The RO "reverse osmosis" system uses pressure from waste brine (salt from seawater/super saline) to boost the pressure of the seawater. In this process, the waste flow is reversed in order to turn the energy recovery turbo. The energy recovery turbo uses the waste brine to boost the pressure of the seawater from 600 psi to 800 psi before sending the wastewater back into the ocean. This unit requires 800 psi of pressure to make "drinkable water" from this cold seawater. Eighty gallons of seawater per minute goes through this unit. Out of that 80, the water treatment plant gets 28 gallons of fresh water (35%). The water treatment plant has three R/O's (reverse osmosis units), which may generate a possible total of 120,000 gallons of fresh water per day. Since the station's fresh water consumption is below 80,000 gallons per day, only two units are needed. This is a very quick process, which continues 24 hours a day, seven days a week. (Four operators work 12 and a half-hour shifts). Before 1993, they burned 1000 gallons of fuel every day to flash evaporate the water, much like today's distilled water.

The "reverse osmosis" set-up at the water treatment plant

The reverse osmosis valve adjusts how much waste brine is going to go to the energy recovery turbo.

The "cutaway" membrane on display at the water treatment plant indicates where the fresh water comes out of membranes, which are housed in white tubes. The spiral wound membrane has a spacer, which looks like mesh. This allows seawater to get in, while only fresh water molecules will pass through the "paper-like" membrane. There is also a plastic component, which gives fresh water something to ride on as it makes its trip to the center (pipes down the middle).

The mesh allows seawater to get in, while only fresh water molecules will pass through the paper-like membrane.

Photo of the Calcium Carbonate tanks:

CO2 (Carbon Dioxide) is injected in order to drop the pH. This will enable more calcium to enter the water. (Any time water is being made, the CO2 cylinders must be turned on manually and left on fulltime.) Seawater is very aggressive; it is hard on metals. It will eat the pipes because it wants the mineral (calcite), so calcium will be added to balance the water. As water flows over the calcium carbonate rocks in the green "calcium carbonate tanks", the water picks up more calcium and the pH is raised. The purpose is to get calcium in the water, not only to raise the pH, but also to get enough calcium into the water to precipitate out onto the pipelines.
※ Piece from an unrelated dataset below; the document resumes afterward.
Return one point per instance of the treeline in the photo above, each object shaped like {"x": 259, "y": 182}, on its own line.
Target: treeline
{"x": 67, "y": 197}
Although the calcium raises the pH, soda ash (stored in the blue "Post Treatment tank") must be added to bring the pH back up to the desired range in order to balance the water after the calcium is added. Chlorine is added in the final step to fight any bacteria that can get through holes in the membrane.

Tests are run periodically to detect coliform bacteria.

The three massive white tanks near the ceiling are expansion tanks for the glycol (antifreeze) waste system heat captured from the radiators at the power plant.